The storeowner called it a reel mower – R-E-E-L. He said sales have been increasing in the last three to five years.

“(Yost) And quite frankly, you know I wasn’t even sure if this was going to work, and when we first tried it we were amazed because, you know, you buy a good one, and it actually cuts the grass.”

(Keese) Yost says mowing this way takes a little longer. But he has a desk job, and needs the exercise. He thinks it’s safer. It starts and stops when he does. He doesn’t have to keep a gas can around, or banish the kids for fear of flying stones. When he’s finished, he just wipes off the blades.

(Yost) “Flip this over, and I just spin it free to get the grass off. I spray it with some WD40, and that basically protects the blade from rusting…and that’s it.”

(Keese) For some people, Yost’s new discovery is an old standby. Lester Dunklee runs a machine shop near Yost’s house. He sees about 30 old reel mowers a year. He says some aren’t worth servicing. But many are.

(Dunklee) “See, that’s the way they’re supposed to sound when they’re sharp.”

(Keese) The mowers’ working parts are a stationary metal striking surface and a spindle of curved blades that turns like a fishing reel when you push it. When the blades are sharp and adjusted perfectly, they hit the striking surface like scissors.

Dunklee uses paper from a 1962 Montgomery Ward catalog to test the blades.

(Dunklee) “Not the colored pages but the brown and white pages, it’s a little bit thinner. You go across the whole bed of the knife. Each one cuts, and it still spins free. That’s how we test them. “

(Keese) Dunklee has new customers who buy their mowers at yard sales, and old ones who’ve never stopped using theirs.

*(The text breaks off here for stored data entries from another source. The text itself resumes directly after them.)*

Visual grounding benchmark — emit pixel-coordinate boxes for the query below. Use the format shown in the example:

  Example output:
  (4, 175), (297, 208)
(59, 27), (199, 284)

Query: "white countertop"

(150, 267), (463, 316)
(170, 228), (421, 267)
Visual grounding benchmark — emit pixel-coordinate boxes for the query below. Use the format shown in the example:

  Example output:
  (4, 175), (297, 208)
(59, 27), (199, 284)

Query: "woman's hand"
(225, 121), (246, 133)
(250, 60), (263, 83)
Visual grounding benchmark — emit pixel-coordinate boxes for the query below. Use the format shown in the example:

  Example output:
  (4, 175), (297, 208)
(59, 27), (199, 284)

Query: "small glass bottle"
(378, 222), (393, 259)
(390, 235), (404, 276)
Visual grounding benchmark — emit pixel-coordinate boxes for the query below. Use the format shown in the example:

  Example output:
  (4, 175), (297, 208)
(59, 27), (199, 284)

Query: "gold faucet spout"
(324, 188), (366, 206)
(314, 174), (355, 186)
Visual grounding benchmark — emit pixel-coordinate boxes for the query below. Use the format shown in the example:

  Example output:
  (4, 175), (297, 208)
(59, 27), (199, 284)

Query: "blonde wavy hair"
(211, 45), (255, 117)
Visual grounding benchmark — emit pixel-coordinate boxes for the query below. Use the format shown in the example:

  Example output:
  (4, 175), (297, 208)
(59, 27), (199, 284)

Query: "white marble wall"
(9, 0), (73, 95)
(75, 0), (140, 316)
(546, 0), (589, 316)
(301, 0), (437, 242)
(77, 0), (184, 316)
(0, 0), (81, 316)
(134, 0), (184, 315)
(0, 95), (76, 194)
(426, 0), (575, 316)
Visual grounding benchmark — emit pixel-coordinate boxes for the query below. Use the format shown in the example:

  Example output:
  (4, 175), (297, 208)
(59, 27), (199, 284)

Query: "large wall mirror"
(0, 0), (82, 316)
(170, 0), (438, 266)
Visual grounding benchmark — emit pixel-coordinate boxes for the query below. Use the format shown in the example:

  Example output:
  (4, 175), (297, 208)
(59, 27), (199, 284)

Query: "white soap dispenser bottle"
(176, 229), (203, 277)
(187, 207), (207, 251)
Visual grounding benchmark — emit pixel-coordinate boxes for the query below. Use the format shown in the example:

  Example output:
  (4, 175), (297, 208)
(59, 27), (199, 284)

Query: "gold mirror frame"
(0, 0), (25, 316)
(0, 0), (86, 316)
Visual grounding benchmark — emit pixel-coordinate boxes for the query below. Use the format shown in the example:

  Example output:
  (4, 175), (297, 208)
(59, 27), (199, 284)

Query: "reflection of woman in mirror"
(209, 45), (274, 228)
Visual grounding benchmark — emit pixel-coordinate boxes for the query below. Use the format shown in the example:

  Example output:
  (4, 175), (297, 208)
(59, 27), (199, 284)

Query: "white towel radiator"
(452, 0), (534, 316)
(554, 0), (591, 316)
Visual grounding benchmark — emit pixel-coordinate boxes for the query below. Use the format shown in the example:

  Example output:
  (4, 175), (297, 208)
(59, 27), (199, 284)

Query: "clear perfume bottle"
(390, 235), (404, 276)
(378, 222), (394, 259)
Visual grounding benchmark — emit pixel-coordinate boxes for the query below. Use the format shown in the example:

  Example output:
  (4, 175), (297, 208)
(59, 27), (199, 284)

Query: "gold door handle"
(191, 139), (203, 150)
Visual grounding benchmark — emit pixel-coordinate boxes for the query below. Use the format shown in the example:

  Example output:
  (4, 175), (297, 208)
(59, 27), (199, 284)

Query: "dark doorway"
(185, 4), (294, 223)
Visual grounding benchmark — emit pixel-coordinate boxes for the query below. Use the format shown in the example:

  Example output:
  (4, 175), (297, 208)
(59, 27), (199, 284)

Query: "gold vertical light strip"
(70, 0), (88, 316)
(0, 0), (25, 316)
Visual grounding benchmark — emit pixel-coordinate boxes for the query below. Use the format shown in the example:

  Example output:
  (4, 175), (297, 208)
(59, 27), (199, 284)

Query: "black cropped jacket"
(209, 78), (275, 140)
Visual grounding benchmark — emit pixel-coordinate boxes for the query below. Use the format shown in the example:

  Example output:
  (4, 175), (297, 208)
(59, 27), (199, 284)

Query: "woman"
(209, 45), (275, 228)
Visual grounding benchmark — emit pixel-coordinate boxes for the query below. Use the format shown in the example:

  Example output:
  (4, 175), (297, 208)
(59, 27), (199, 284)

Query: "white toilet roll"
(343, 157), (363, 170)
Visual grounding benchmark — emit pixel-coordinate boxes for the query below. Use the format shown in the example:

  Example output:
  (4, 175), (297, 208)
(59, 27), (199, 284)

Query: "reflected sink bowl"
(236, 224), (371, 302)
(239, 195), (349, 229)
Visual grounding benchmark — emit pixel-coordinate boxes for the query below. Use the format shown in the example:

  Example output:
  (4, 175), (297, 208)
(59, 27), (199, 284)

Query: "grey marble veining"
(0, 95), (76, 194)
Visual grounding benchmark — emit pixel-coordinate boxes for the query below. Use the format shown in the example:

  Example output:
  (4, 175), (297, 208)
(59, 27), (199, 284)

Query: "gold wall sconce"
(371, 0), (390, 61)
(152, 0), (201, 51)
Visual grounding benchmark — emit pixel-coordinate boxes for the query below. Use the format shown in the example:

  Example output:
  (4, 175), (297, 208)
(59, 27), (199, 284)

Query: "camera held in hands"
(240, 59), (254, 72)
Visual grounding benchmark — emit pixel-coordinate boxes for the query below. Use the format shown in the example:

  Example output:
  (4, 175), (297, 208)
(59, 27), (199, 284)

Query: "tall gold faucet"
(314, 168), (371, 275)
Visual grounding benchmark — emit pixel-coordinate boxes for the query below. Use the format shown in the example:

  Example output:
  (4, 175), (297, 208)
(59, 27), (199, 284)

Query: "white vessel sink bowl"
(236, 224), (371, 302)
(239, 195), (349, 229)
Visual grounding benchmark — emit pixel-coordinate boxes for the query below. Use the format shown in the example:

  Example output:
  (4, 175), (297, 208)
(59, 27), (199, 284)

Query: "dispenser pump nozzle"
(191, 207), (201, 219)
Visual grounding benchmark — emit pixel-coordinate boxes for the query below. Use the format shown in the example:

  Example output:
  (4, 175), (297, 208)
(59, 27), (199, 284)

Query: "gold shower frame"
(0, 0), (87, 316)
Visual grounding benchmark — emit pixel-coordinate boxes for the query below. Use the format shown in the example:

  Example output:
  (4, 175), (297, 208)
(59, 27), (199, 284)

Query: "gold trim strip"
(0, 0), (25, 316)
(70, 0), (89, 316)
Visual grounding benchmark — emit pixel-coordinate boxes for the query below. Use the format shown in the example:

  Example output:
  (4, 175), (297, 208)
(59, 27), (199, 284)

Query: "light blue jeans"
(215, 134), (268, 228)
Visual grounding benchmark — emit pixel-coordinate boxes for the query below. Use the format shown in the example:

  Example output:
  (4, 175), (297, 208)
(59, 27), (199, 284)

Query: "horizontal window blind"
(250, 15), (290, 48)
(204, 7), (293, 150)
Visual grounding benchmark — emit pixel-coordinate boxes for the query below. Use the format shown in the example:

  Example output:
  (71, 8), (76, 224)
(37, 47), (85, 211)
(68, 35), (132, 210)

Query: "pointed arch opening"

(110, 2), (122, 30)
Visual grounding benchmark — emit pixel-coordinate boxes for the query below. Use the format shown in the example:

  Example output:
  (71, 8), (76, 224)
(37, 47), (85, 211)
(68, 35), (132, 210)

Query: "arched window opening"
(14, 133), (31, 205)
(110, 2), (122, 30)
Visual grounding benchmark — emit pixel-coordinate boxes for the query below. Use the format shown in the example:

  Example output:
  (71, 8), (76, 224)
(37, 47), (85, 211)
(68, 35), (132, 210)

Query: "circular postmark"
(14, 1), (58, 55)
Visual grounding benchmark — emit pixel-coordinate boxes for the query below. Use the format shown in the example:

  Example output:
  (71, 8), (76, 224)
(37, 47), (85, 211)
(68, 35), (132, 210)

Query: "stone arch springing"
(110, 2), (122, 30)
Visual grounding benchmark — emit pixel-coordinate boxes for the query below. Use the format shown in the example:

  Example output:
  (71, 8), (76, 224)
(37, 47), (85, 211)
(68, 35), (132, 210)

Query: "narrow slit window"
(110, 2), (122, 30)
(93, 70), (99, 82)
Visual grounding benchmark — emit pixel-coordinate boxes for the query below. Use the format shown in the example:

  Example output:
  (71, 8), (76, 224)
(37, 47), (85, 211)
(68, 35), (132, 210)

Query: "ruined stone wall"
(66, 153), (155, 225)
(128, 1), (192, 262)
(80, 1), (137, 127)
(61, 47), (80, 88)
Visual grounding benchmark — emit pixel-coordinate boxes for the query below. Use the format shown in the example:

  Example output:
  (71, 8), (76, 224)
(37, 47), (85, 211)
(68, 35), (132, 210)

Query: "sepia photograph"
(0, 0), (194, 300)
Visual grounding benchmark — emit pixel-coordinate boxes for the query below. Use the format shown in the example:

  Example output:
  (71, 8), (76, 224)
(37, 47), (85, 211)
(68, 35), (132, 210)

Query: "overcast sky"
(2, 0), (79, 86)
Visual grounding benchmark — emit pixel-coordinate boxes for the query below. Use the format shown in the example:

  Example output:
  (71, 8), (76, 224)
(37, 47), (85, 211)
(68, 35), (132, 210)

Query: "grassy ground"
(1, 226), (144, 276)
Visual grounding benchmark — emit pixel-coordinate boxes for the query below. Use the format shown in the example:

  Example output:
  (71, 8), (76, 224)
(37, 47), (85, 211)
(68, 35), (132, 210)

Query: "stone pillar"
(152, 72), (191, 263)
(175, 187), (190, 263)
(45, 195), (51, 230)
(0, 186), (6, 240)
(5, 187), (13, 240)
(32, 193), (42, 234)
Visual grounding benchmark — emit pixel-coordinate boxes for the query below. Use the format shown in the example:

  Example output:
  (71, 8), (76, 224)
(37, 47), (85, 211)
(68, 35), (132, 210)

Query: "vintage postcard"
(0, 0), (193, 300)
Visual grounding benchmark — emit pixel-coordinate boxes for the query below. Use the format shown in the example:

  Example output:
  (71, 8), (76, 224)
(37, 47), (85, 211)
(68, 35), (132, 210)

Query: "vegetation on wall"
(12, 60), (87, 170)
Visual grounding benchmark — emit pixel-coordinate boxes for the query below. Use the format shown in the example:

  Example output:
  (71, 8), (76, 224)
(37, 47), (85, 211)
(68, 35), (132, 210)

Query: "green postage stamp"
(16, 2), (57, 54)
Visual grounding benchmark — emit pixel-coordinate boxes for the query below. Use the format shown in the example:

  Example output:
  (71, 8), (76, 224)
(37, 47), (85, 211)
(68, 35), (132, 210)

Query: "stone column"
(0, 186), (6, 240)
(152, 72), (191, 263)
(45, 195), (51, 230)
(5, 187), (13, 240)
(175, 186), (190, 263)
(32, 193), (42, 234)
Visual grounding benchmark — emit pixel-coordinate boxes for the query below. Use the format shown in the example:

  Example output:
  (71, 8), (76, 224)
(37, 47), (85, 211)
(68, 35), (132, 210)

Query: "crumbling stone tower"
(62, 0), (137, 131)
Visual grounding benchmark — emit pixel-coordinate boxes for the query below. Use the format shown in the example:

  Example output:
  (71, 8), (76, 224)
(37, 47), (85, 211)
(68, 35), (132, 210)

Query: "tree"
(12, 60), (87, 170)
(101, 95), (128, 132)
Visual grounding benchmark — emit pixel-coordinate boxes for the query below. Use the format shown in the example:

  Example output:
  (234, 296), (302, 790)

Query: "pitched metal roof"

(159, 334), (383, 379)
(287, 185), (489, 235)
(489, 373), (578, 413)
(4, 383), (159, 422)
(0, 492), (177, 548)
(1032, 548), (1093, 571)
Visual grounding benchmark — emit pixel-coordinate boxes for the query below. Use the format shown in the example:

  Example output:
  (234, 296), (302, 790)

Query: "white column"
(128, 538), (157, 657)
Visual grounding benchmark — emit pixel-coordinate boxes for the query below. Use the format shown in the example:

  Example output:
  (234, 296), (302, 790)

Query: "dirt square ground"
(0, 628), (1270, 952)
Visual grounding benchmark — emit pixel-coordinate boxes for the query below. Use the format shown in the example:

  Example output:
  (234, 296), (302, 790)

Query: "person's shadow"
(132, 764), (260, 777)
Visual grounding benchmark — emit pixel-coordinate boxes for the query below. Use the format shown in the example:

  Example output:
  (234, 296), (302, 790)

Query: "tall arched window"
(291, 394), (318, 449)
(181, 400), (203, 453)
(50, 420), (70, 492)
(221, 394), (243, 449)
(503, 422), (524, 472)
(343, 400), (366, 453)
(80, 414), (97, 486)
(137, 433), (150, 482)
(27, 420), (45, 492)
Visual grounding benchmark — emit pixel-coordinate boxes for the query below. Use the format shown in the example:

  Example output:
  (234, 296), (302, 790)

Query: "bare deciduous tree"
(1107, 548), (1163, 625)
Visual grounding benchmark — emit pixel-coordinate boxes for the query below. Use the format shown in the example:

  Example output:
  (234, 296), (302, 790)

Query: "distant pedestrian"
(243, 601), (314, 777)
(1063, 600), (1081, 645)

(Dunklee) “You don’t want to go out and do three acres with it, but if you’re just doing a small yard, a motor’s sometimes too much for people to deal with. They just push this thing around and that’s fine.”

(Keese) Yost says he doesn’t exactly look forward to cutting the lawn once a week. But it beats driving to the health club to keep in shape.

For Vermont Public Radio, I’m Susan Keese.